Remember Canada’s mission in Afghanistan? It wasn’t long ago that Canada mothballed its forward operating base (complete with Tim Horton’s) outside the Taliban stronghold of Kandahar City in order to enable the Karzai government to assume responsibility for the security of the one of the toughest neighbourhoods in Afghanistan.
How’s that transition going, you ask? Rather badly, it turns out. The other day a suicide attack outside a bank killed six and wounded at least 20 people, in Kandahar.
If this were an isolated incident, you might be willing to give the Afghan government, supposedly ready to take control of the country in 2014 (the date given by ISAF for the departure of NATO troops), the benefit of the doubt. But it’s just the latest in a series of bloody terrorists attacks carried out by the increasingly emboldened Taliban. According to UN statistics, in the month of July of this year alone, the body count rose to over a 1000 civilians, staggeringly!

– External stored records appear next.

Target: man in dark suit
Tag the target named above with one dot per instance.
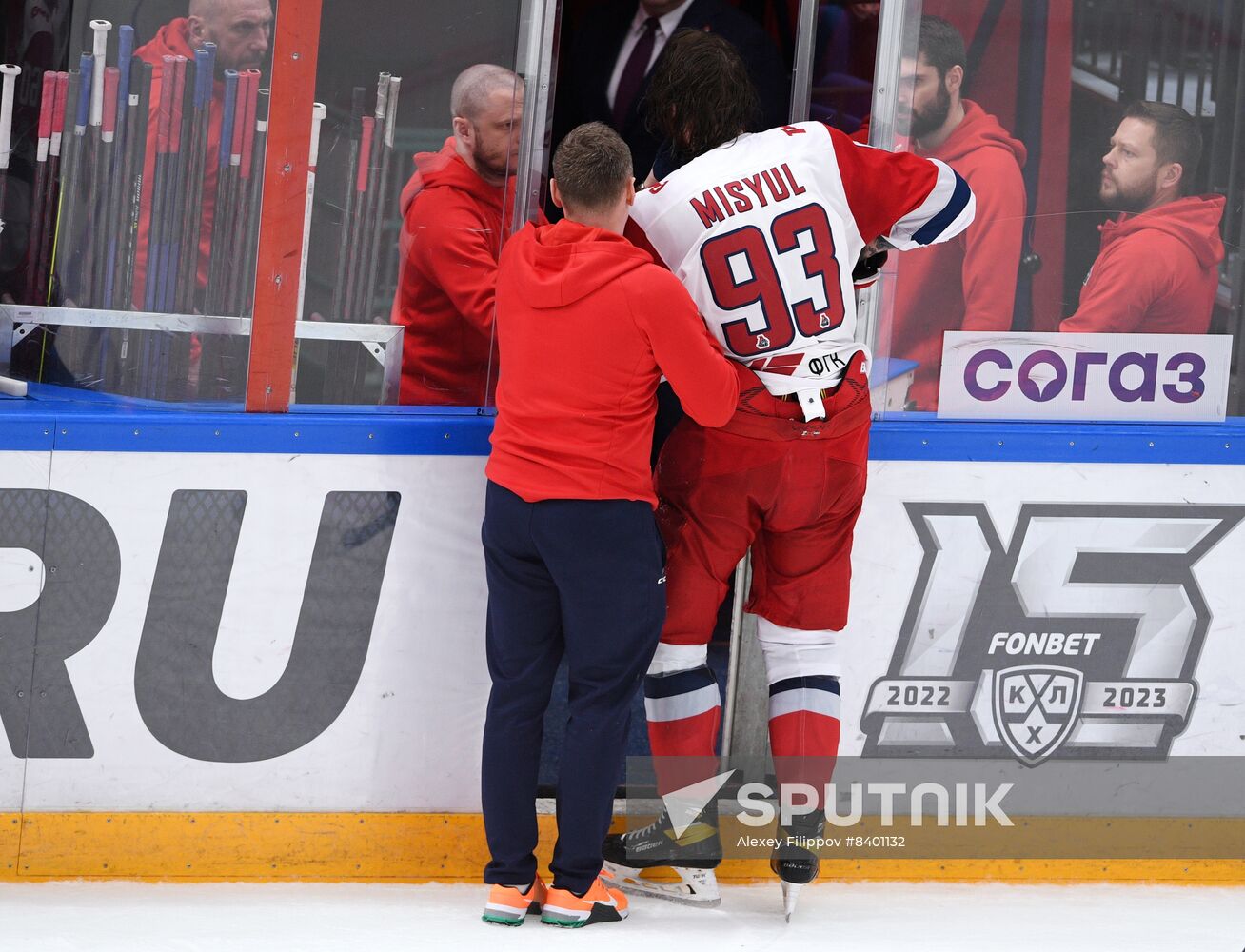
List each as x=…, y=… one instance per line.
x=611, y=53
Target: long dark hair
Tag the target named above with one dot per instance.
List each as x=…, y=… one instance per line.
x=702, y=95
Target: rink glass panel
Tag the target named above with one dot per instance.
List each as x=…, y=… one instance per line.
x=1056, y=79
x=129, y=266
x=356, y=258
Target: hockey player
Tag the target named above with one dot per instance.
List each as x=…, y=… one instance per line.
x=763, y=230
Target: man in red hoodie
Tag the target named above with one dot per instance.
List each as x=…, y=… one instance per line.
x=242, y=31
x=1158, y=269
x=455, y=213
x=586, y=327
x=967, y=284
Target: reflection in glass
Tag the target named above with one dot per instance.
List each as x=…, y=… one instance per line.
x=147, y=161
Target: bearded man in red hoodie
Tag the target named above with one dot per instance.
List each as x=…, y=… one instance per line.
x=455, y=219
x=242, y=31
x=969, y=283
x=1158, y=269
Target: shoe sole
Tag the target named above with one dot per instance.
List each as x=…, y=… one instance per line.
x=599, y=914
x=501, y=919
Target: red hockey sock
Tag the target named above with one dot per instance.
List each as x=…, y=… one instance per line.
x=685, y=713
x=804, y=730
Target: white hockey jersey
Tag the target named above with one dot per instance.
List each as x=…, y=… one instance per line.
x=764, y=231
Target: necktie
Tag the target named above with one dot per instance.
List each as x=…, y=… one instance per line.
x=634, y=71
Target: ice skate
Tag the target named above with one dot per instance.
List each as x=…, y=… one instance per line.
x=692, y=858
x=796, y=863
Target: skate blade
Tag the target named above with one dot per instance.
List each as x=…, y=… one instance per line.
x=696, y=887
x=789, y=896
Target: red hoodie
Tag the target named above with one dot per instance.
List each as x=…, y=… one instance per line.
x=1156, y=271
x=452, y=233
x=586, y=327
x=969, y=283
x=172, y=40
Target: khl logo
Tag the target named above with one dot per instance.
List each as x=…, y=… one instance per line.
x=1078, y=640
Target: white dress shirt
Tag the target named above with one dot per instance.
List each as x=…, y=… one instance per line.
x=666, y=27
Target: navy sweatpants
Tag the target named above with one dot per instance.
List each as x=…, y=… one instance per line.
x=582, y=579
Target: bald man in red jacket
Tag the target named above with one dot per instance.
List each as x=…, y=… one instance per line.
x=456, y=214
x=242, y=31
x=1158, y=269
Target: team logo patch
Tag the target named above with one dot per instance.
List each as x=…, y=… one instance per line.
x=1036, y=708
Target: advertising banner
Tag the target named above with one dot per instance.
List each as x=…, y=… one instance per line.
x=306, y=632
x=1084, y=376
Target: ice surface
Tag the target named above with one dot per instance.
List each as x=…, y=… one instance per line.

Even more worrying is the way that the violence seems to be trending. Much of it is aimed at women and even little girls, more active in Afghan society since the fall of the ultra-medieval rule of the Taliban in 2001, one of the few positives to emerge from one of the longest and costliest wars in Canadian history.

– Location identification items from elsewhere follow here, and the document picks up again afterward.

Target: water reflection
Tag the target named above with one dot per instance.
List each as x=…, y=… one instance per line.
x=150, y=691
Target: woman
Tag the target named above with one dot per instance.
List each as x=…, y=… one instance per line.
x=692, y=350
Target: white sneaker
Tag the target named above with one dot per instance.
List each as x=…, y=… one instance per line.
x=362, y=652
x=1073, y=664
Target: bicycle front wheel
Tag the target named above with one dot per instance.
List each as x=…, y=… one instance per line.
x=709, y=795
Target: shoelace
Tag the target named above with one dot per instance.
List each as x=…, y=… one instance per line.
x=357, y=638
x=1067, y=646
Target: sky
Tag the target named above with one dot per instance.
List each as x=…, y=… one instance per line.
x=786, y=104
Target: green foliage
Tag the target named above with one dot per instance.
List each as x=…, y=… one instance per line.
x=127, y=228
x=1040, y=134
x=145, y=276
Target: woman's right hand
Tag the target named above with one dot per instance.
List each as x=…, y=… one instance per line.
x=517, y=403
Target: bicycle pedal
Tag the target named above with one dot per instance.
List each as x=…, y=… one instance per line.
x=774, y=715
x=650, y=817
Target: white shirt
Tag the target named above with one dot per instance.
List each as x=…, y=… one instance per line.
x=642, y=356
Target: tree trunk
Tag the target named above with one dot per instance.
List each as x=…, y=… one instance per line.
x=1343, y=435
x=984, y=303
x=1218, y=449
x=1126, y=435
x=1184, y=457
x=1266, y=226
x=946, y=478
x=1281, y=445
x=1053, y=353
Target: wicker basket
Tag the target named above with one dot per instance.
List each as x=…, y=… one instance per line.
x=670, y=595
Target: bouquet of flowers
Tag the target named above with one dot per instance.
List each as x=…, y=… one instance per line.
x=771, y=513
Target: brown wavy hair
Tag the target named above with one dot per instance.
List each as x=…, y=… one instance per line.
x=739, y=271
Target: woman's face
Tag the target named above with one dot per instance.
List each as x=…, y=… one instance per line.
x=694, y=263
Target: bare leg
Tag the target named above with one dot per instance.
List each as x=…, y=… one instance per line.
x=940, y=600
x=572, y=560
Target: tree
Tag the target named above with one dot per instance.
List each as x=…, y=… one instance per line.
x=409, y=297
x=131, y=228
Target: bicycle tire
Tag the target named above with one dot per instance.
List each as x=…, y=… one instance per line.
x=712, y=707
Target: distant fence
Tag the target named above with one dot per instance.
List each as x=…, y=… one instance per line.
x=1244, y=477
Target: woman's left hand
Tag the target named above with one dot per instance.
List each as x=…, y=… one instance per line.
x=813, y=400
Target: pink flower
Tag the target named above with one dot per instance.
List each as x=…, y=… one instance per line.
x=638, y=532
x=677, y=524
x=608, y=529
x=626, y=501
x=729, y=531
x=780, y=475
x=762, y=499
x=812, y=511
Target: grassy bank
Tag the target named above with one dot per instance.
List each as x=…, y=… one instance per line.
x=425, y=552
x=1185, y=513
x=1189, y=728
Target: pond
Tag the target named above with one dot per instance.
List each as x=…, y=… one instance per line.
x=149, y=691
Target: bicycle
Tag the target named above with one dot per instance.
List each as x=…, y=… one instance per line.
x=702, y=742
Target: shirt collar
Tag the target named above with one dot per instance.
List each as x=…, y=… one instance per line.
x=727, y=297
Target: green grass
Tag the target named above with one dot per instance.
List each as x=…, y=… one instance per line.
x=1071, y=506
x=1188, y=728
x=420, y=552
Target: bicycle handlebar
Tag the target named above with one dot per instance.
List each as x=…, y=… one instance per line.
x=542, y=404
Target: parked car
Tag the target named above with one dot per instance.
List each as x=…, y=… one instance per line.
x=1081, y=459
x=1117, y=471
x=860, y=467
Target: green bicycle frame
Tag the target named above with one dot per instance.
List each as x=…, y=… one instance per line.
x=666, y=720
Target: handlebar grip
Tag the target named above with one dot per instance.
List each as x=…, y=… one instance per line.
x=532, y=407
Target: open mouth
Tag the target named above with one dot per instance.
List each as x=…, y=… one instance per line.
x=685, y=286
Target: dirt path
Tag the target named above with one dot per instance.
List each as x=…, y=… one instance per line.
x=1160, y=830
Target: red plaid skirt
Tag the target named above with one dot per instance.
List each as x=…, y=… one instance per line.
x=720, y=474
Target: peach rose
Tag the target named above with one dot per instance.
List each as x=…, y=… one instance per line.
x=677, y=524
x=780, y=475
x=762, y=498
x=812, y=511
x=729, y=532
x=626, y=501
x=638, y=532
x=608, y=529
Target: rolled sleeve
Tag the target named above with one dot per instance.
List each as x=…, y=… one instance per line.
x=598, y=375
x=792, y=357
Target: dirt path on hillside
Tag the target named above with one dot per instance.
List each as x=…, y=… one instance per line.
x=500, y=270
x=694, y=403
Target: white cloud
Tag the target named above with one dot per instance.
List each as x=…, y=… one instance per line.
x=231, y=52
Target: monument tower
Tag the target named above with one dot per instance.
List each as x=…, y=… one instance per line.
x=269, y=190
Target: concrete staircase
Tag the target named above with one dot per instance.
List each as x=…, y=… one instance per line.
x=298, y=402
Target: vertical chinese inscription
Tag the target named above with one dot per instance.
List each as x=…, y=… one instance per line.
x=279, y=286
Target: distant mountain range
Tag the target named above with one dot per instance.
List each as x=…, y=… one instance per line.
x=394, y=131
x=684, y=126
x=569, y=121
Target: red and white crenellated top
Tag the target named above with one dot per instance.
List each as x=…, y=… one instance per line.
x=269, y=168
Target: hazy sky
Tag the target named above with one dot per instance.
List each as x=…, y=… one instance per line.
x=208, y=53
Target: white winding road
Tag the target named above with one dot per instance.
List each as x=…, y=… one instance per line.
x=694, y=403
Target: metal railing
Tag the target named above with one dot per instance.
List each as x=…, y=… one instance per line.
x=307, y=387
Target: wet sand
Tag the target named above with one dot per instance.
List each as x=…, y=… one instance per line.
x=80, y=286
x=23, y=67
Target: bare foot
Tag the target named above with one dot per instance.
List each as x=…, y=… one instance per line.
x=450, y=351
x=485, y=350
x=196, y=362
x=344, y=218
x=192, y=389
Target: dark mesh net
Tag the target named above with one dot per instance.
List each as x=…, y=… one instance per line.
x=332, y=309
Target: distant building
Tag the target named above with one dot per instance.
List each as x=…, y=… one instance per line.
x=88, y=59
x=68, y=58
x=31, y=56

But now even this progress is under threat of being reversed by a wave of attacks deliberately designed to intimidate Afghan women. Arguably, the most notorious example of this is the case of Farabi Ahmadi Kakar, a female member of Aghanistan’s national parliament that was kidnapped along with her three children.
Ms. Kakar’s whereabouts remain unknown, though her children have since been rescued. But her Taliban kidnappers are demanding the release of four Taliban prisoners in exchange for her life.
This would be a troubling enough case, even if it were the only one. However, it is the symptom of a much wider epidemic that has seen many prominent female leaders in the country subjected to daily attempts on their lives. The growing list of victims include a police chief from Helmand province and the daughter of a female Senator who had the misfortune of being blown up by a car bomb intended for her mother.
I can recall many a neo-con in this country boasting about the success of their humanitarian efforts in Afghanistan to bring justice and equality for women in that country (though you would have to be born yesterday to believe that that was ever part of the original motivation for the invasion). And, to be fair, they have managed to enshrine gender equality in the 2004 Constitution, no small feat in a country as deeply chauvinist as Afghanistan (see the case of Mohamed Shafia for just one example of this.
Yet the onus is now on the Canadian government and its allies who invaded Afghanistan and helped put in place the current state structure, to see that the country doesn’t backslide into the brutal oppression of women which was the hallmark of the Taliban era. Otherwise, all of the rhetoric from NATO countries about turning Afghanistan into a respectable member of the international community, even as they prepare to abandon the country by the end of next year, will ring hollow.